The book, Dictionary of the English/Creole of Trinidad & Tobago: On Historical Principles, by Lise Winer, lists the phrase “make l’école biche” as being absent from school without permission. The listing also cites “faire l’école buissonnière”, adding it means, “to make school in the bush”. Of course, this is certainly stated with some humour, and mostly irony. Interestingly, the listing goes on to cite another instance of the phrase, as in “l’école buishe”, which is perhaps the French patois getting closer in spelling to “bush”.
Winer’s citing also touches on an important point, which is the price typically paid by the young men who decided to attend classes in the bushes, and not the classroom. What it cites is the fallout in the number of lashes doled out the next day, in what was then called “benching” for “breaking biche” and being absent from school without permission. In this case, flogging consisted of 40 lashes, called a “benching” for “making l’école buishe”.
Of course, I was never one to skip classes, despite the temptation being held out to me when my classmates were putting together the team to head out foraging in the bushes.
“What!? You don’t want to come? Think about all the plums you are going to miss! And the mangoes! You don’t know what you missing!”

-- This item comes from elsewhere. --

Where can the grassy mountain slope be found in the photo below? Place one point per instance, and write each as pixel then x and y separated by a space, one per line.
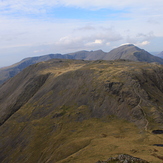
pixel 128 52
pixel 81 111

How I would have loved to skip a class or two then, just for a break from the rigorous schedules of learning and preparing for examinations. It was just that I was being taught the best of manners at home in not double-dipping into anything. At dinner time my mother would say, “Take what you can eat, and nothing more.” So it was from my early childhood where I understood it was not right to take seconds of anything, at breakfast, lunch, and dinner-time, and especially when it came to dessert.
So it was I did not really care for a second round of punishment for skipping classes – one from the teacher, who wielded a heavy guava rod, and used it with the skill of a virtuoso drummer whenever a truant boy broke the rules. Then this would be followed with another round of drumming, this time from a vexed parent, who would find out about the class skipping offence first hand when the teacher visited the home of each offender.
As I said, I was taught early that double-dipping was discourteous, whether it was for ice-cream, or for the rod of correction, either at school, or worse from at home, since it would mean no dessert afterwards.
My good friend Big City said wisely, “You know, I think the poor work ethic back home has something to do with all this ‘Lacquer beach’. What do you think?”